I do not know whether John Mortimer, who spent most of the period concerned operating in the lie-courts as a barrister, sees himself as one of the few idealists but it is evident that he is a Labourite who like so many others is now playing out his disappointment that it all ended up just as The Socialist Party always said it would end up. No, the welfare state and the other crumbs lobbed towards the proletarian voting fodder have not created paradise or anything like it. In this drama Mortimer calls on us to mourn with him over the passing of this dream: maybe he will get some agreement from the reformists who see nothing but defeatism and the postponement of any real social change as inevitable but socialists did not share in the illusion in the first place and will not share in any theatrical shedding of tears over the televised burial of Labour's sterile ideals


A puzzler for Mr Dimbleby
Your reviewer dutifully watched most of the conferences on TV and contemplated the joke which asks, how can you tell when politicians are telling lies? Answer: when their lips are moving. But I have a problem for David Dimbleby and his buddies at the BBC. Let us imagine for a moment that they began to take democracy seriously and decided to cover the conferences of all political parties, even the little parties who do not spend hundreds of thousands of pounds on such events.

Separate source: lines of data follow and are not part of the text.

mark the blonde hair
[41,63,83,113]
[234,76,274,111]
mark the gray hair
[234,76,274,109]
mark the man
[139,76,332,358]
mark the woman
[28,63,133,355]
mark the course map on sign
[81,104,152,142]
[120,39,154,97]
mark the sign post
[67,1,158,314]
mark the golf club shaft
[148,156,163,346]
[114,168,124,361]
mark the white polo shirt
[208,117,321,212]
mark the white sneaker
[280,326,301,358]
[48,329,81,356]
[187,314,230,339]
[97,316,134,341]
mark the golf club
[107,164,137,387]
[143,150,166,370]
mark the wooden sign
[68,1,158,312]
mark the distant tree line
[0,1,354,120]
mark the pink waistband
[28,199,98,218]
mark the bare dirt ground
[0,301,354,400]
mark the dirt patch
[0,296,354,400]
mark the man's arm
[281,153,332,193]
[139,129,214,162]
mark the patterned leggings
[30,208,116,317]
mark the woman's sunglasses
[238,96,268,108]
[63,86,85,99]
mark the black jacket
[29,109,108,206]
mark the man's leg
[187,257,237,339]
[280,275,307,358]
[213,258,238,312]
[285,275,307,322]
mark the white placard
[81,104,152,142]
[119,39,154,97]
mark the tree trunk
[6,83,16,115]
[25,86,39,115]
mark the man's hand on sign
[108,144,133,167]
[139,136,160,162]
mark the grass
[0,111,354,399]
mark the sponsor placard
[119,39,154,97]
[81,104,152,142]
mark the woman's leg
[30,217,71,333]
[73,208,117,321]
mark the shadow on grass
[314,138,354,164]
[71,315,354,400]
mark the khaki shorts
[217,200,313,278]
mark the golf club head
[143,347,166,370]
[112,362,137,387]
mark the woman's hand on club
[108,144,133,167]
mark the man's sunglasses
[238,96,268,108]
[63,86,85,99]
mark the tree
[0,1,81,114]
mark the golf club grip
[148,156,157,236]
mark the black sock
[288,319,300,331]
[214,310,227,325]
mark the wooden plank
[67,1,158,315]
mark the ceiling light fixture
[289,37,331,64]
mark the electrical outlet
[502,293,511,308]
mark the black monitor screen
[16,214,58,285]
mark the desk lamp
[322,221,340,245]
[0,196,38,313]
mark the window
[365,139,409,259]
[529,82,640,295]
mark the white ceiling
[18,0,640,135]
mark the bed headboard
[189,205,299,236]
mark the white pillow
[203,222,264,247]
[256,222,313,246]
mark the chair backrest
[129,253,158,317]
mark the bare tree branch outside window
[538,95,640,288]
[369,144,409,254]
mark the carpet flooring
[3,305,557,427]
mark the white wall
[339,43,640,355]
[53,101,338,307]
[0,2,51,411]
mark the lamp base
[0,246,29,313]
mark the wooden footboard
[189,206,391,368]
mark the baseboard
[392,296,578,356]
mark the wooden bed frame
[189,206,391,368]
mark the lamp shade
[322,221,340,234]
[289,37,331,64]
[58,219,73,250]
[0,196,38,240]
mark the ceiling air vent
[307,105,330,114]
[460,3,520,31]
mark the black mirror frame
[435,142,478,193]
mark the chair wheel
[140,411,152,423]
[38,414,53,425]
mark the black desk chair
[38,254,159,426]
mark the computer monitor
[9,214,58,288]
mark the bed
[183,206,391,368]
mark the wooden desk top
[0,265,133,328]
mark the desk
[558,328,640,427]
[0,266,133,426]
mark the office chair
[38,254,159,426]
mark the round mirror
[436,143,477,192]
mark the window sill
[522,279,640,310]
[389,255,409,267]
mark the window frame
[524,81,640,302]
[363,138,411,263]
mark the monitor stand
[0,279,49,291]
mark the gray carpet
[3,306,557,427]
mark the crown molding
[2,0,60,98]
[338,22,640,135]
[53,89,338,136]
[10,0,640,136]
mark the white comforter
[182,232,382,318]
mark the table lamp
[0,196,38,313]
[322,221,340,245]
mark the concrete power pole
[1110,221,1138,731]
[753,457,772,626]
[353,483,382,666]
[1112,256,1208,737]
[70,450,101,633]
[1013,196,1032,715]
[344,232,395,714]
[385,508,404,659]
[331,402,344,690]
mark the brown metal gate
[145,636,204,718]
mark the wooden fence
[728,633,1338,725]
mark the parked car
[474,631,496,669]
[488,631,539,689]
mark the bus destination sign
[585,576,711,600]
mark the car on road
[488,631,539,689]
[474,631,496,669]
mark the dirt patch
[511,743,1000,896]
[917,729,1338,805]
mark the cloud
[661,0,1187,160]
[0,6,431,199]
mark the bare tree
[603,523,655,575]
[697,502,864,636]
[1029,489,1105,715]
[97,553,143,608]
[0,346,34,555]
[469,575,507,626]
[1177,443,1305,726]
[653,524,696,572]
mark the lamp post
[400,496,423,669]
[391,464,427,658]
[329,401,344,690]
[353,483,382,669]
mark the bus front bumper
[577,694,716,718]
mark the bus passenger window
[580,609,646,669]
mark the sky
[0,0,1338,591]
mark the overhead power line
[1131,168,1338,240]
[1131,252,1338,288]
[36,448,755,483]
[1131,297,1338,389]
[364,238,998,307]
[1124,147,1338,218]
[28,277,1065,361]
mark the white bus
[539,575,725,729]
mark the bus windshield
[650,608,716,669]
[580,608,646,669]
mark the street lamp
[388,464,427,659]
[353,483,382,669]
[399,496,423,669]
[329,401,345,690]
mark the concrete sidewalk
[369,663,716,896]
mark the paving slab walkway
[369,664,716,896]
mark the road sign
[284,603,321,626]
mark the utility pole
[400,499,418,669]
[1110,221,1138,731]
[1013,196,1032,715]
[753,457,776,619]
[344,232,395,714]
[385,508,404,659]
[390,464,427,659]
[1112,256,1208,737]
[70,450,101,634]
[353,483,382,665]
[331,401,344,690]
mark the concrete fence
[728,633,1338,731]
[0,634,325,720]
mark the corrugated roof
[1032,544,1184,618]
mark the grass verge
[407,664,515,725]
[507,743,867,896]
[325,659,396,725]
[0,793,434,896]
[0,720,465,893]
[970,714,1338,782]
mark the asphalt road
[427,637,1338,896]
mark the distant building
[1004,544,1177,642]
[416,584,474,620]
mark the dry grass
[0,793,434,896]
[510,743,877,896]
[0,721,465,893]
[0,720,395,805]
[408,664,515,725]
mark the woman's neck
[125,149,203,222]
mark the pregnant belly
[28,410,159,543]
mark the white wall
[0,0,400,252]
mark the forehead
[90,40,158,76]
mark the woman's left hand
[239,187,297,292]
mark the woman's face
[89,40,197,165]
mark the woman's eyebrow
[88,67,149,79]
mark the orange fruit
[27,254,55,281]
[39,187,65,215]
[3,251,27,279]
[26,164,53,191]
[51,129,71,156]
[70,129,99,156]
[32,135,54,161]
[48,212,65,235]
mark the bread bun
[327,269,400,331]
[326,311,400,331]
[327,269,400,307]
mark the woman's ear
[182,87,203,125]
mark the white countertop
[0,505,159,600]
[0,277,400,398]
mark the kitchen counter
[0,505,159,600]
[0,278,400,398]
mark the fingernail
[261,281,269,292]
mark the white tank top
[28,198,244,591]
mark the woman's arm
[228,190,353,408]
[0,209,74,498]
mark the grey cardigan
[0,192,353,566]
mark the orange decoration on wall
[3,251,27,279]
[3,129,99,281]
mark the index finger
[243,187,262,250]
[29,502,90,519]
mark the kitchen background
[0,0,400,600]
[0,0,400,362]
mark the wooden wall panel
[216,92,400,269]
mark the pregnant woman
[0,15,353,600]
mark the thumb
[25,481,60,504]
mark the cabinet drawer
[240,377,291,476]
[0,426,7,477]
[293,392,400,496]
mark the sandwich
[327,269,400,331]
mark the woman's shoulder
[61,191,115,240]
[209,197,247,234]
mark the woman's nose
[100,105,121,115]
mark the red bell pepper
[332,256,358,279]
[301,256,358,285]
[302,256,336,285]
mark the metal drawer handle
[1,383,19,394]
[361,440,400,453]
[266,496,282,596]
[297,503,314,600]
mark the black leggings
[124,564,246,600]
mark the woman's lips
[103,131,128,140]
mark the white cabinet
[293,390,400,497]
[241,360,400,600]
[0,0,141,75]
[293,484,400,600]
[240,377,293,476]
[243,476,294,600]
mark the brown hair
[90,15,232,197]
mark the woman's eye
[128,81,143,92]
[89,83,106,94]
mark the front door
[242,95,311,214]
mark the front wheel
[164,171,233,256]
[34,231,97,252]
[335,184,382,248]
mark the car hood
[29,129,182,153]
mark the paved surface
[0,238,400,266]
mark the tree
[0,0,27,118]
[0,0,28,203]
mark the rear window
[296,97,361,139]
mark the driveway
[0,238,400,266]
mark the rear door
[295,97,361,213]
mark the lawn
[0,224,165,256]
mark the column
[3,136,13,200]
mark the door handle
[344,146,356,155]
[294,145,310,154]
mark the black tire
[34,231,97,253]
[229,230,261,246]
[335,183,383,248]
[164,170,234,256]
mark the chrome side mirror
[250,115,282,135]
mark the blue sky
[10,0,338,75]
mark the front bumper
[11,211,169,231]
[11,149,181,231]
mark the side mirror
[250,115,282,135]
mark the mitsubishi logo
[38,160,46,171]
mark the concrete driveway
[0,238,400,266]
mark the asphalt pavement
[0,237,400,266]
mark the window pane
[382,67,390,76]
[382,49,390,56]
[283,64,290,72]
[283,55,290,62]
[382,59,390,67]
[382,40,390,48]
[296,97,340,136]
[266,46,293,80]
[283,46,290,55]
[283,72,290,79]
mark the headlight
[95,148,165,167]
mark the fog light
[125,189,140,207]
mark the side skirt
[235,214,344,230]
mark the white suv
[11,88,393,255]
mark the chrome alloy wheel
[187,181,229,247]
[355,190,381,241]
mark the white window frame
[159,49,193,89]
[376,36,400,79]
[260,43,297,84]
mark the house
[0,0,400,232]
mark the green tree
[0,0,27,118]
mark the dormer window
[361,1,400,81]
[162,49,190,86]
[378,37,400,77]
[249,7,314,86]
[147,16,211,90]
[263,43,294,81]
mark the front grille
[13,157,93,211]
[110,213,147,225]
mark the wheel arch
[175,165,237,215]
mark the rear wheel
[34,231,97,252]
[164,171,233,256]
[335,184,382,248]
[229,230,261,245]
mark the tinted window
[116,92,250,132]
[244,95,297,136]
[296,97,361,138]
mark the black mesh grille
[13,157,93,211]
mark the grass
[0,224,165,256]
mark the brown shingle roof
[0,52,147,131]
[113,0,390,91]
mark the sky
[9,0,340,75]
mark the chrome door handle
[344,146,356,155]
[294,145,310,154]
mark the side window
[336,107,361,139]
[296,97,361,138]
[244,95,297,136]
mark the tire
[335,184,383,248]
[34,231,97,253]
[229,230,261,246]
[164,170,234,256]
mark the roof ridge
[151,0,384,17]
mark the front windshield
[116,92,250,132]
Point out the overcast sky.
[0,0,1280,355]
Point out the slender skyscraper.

So they are given the job of commentating on the conference of The Socialist Party. What would they do? Firstly, there are no socialist leaders. So there is no big speech from some pompous windbag designed to rally the faithful, no polls which can be taken to find out whether our leader is more or less, or as popular with over-85-year-old widowers than David Owen or Neil Kinnock. And with no leaders there can be no leadership splits. So all the Dimblebyesque interviews, so common with capitalist parties' conferences, about what wets think of dries and rights of lefts and cuddlies of hards (this is quite aside from Playschool, you understand?) would be redundant.

Secondly, our conferences are very democratic. So the TV merchants would not be able to hang around outside smoke-filled hotel rooms at midnight to find out whether the Milton Keynes delegation is going to give its block vote to the Dundee amendment about how big the print should be in The Socialist Standard. Thirdly, in The Socialist Party we have no secrets. Now, it is well known that journalists love snooping around looking for secrets to uncover. They poke around looking for copies of private letters between supposedly important correspondents.

In this party the only subject we would wish to discuss with the media are the principles and policy of The Socialist Party. The discussion of ideas — that will be a novelty act for Robin Day. We are not expecting the TV cameras at our next annual conference (the 83rd) and nor do we expect the capitalist media to conduct our propaganda for us. But when enough workers — the people who do not control the media — see the urgency of the socialist proposition we have no doubt that the experts in distortion will be losing no time in working out ways to spread disinformation about this party.